Początek spotkania był bardzo spokojny z obydwu stron. Pierwsza ciekawa akcja miała miejsce w 12. minucie gry, kiedy Jakub Kosecki groźnie dośrodkował piłkę w pole karne gospodarzy. Futbolówka po odbiciu się od defensorów Śląska dotarła do Miroslava Radovicia, którego strzał z łatwością wyłapał Marián Kelemen. Zaraz potem niebezpiecznie było pod drugą bramką. Cristián Díaz z łatwością ograł przed szesnastką Legii Iñakiego Astiza, poradził sobie z Michałem Żewłakowem, lecz jego uderzenie zblokowane przez Jędrzejczyka wylądowało na słupku.
Kolejka okazja dla podopiecznych Stanislava Levý'ego miała miejsce w 24. minucie. Waldemar Sobota przeprowadził indywidualną akcję na lewym skrzydle, oddał zaskakujący strzał, jednak piłka przeleciała obok celu.
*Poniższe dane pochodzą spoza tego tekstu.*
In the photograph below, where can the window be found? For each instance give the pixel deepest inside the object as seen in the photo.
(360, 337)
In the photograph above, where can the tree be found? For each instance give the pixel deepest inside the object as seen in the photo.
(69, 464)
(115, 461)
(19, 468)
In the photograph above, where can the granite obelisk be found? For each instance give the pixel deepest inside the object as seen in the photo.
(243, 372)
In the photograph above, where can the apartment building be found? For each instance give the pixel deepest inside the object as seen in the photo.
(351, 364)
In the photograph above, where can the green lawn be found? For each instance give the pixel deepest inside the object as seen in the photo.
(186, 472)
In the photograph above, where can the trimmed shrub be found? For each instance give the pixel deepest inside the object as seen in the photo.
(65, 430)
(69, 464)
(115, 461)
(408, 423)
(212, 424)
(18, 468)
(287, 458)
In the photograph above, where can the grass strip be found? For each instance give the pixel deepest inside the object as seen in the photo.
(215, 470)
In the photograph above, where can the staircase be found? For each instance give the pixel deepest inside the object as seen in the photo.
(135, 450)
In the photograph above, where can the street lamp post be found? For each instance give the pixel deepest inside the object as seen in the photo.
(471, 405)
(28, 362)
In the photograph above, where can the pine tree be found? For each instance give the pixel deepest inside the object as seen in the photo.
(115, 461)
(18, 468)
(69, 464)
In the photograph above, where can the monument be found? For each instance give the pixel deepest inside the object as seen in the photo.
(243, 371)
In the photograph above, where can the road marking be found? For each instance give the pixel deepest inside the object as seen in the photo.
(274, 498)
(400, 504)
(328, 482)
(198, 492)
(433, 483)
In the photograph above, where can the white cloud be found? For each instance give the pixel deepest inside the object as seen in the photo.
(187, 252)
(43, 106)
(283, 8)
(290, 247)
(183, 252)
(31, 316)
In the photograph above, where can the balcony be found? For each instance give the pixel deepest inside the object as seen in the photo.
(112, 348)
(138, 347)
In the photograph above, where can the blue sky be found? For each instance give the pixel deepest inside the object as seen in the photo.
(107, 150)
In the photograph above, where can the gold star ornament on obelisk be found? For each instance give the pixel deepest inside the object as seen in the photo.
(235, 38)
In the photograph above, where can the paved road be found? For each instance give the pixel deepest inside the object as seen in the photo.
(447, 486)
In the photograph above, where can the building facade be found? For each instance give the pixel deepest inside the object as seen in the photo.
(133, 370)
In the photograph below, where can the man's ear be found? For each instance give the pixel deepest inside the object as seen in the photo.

Chwilę później próbował z kolei Sebastian Mila i ponownie Kuciak nie musiał interweniować. Dwa kwadrans po rozpoczęciu meczu szansę miał Jakub Kosecki. Pomocnik "wojskowych" uderzał z linii szesnastego metra, ale fatalnie przestrzelił. W 37. minucie po ładnej akcji całego zespołu szczęścia spróbował Janusz Gol, jednak tak jak jego koledzy nie potrafił trafić choćby w światło bramki. Tuż przed przerwą z rzutu wolnego strzelał Díaz i bez najmniejszych problemów lecącą piłkę złapał Kuciak. Pierwsza połowa starcia wyraźnie rozczarowała. Legia i Śląsk nie potrafiły zdominować swojego rywala przez co na placu gry oglądaliśmy walkę głównie w środku pola.
Dziesięć minut po zmianie stron najlepszej w tym spotkaniu szansy nie wykorzystał Danijel Ljuboja. Serbski napastnik przejął bezpańską futbolówkę przed polem karnym wrocławian, ale jego uderzenie prawą nogą w świetnym stylu obronił Kelemen. Zmarnowana przez legionistów szansa zemściła się na nich kilkadziesiąt sekund potem. Z rzutu rożnego dokładnie dośrodkował Sebastian Mila, a najwyżej w powietrzu wyskoczył Tomasz Jodłowiec, który głową zmusił do kapitulacji Kuciaka. W 59. minucie na lewej stronie pokazał się Artur Jędrzejczyk. Prawy obrońca Legii po szybkim sprincie ładnie podał do będącego w polu karnym Ljuboji, lecz jego próba piętą została zablokowana. Przez kolejne kilkanaście minut na boisku działo się niewiele.
Dopiero w 74. minucie z dobrej strony zaprezentował się Jakub Kosecki, który zbiegając z lewej flanki uderzył mocno w kierunku dalszego słupka, jednak nie trafił. Ten sam gracz zaraz potem ponownie był niedokładny, gdy próbował szczęścia zza pola karnego. W 88. minucie strzelał Michał Kucharczyk, ale defensorzy mistrza Polski zdołali zablokować jego uderzenie i Legia wywalczyła tylko rzut rożny.